György Konrád's novel,
A cinkos (literally 'The Accomplice' but translated as
The Loser), was finished in 1978, but was not allowed to be published officially in Hungary until the change of regimes in 1989. Konrád started to work on
The Loser in Budapest and in the picturesque village of Csobánka, just a few kilometres from the capital. He was kept under constant surveillance by the political police, and both his flat in Budapest and his rented house in Csobánka (a former Chiming House, once a residence of Catholic nuns who moved into a new building) was bugged. This village house was the scene where Konrád and his friend, the sociologist Iván Szelényi, wrote their book entitled
Intellectuals on the Road to Class Power, which was considered a primary threat by the party, which sough to prevent its publication and circulation by all means. In October 1974, the secret police searched the Csobánka house for typescripts and related notes. They did not find the first chapters of
The Loser hidden in an old desk, so Konrád was able to continue working on the manuscript.
The fact that the manuscript of
The Loser remained safe from the authorities proved to be decisive for Konrád's career.
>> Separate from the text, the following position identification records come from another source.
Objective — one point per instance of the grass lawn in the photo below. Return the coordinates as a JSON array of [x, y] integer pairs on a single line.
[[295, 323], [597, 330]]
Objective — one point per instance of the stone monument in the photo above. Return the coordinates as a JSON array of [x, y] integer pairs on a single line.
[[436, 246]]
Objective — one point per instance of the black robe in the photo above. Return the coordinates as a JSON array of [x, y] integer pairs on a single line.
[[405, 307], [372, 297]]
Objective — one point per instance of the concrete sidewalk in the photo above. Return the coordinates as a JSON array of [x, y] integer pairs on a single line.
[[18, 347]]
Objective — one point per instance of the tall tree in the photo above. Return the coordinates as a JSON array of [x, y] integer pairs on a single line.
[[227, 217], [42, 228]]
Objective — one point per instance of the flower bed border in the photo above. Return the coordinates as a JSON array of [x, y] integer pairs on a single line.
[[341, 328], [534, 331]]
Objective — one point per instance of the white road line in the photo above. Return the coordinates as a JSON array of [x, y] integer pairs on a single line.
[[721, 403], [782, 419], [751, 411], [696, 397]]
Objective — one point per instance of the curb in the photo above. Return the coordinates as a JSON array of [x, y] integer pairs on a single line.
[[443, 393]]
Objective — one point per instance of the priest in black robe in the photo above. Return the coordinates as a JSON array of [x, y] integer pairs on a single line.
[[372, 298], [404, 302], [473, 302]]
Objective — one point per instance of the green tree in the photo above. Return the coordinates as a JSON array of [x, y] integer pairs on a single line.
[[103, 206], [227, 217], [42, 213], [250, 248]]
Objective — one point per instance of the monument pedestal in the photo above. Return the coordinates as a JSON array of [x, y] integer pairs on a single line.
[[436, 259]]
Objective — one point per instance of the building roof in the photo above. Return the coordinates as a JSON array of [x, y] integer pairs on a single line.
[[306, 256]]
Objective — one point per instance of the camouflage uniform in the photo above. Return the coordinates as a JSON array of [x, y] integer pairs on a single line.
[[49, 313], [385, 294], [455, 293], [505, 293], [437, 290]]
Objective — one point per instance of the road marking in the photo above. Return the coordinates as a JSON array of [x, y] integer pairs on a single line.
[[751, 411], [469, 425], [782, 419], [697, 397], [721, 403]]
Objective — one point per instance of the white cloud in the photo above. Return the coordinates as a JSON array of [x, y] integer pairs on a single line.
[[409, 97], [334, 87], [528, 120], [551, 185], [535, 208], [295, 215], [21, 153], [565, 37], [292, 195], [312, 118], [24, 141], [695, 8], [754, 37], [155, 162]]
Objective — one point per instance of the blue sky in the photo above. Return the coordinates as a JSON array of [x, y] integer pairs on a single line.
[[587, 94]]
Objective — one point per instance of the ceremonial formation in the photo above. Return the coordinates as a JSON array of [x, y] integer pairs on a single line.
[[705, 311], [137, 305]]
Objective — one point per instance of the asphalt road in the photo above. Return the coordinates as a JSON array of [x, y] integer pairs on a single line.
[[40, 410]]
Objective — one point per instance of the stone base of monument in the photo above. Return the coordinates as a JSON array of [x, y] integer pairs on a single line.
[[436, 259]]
During the process of their persecution, Konrád, like Szelényi, was offered the chance to leave the country for good as result of an international protest campaign against their arrest. Szelényi took the opportunity and emigrated to England, but Konrád decided to stay, for he wanted to finish
The Loser. As he retrospectively commented on his decision, he had realized that in exile he would have to focus on his academic career and struggle with all the difficulties of establishing a new life. Such time consuming efforts would certainly threaten his ambition to finish his next literary work. Therefore, via interlocutors, he made a deal with György Aczél, the principal architect of cultural policy at the time, that he would stay in Hungary if the political police would terminate its continuous harassment and allow his previous novel, finished in 1973,
A városalapító (that is
The City Builder), to be published. Aczél agreed, and after significant cuts the novel was published in 1977. Beginning in 1974, Konrád received advancements from Magvető Publishing House for
A városalapító,
which together with payments from abroad for his translated books secured him a modest income. Konrád also worked as a ghost writer, another way to make a living. Thus, having his and his family's basic needs fulfilled, unlike so many prominent dissident writers from East Central Europe, he did not choose to emigrate.
Konrád did not become isolated from the West, however. In 1976, his three-year prohibition for applying for a passport ended, and in 1977 Konrád was granted permission to leave for West Berlin to become a writer-in-residence in the Berlin Artist Program (Berliner Künstlerprogramm) of the German Academic Exchange Service (Deutscher Akademischer Austausch Dienst, DAAD). In 1978, he spent some time in the United States with a stipend offered by his American publisher, Harcourt Brace Jovanovich (HBJ). Konrád has been working on
The Loser over the years, and he finished the novel in New York in autumn 1978.
He knew that the work had no chance of being published in Hungary. The novel covers five decades of Hungarian history via the narrator's visions, who is a writer incarcerated in a mental asylum along with a number of other political dissidents. It contains critical assessments of the role of the Soviet Union and a sympathetic depiction of the 1956 revolution. Upon return to Hungary, Konrád delivered a typescript to samizdat publisher Gábor Demszky, but in 1979 the secret police confiscated the copy.
The Loser was first published in German with the title
Der Komplize (Suhrkamp, 1980) and in French as
Le Complice (De Seuil, 1980), and even the English translation (HBJ, 1982) preceded the first Hungarian samizdat edition by Demszky's ABC Független (1983). The samizdat version was reprinted by the New York Hungarian publisher Sándor Püski in 1986.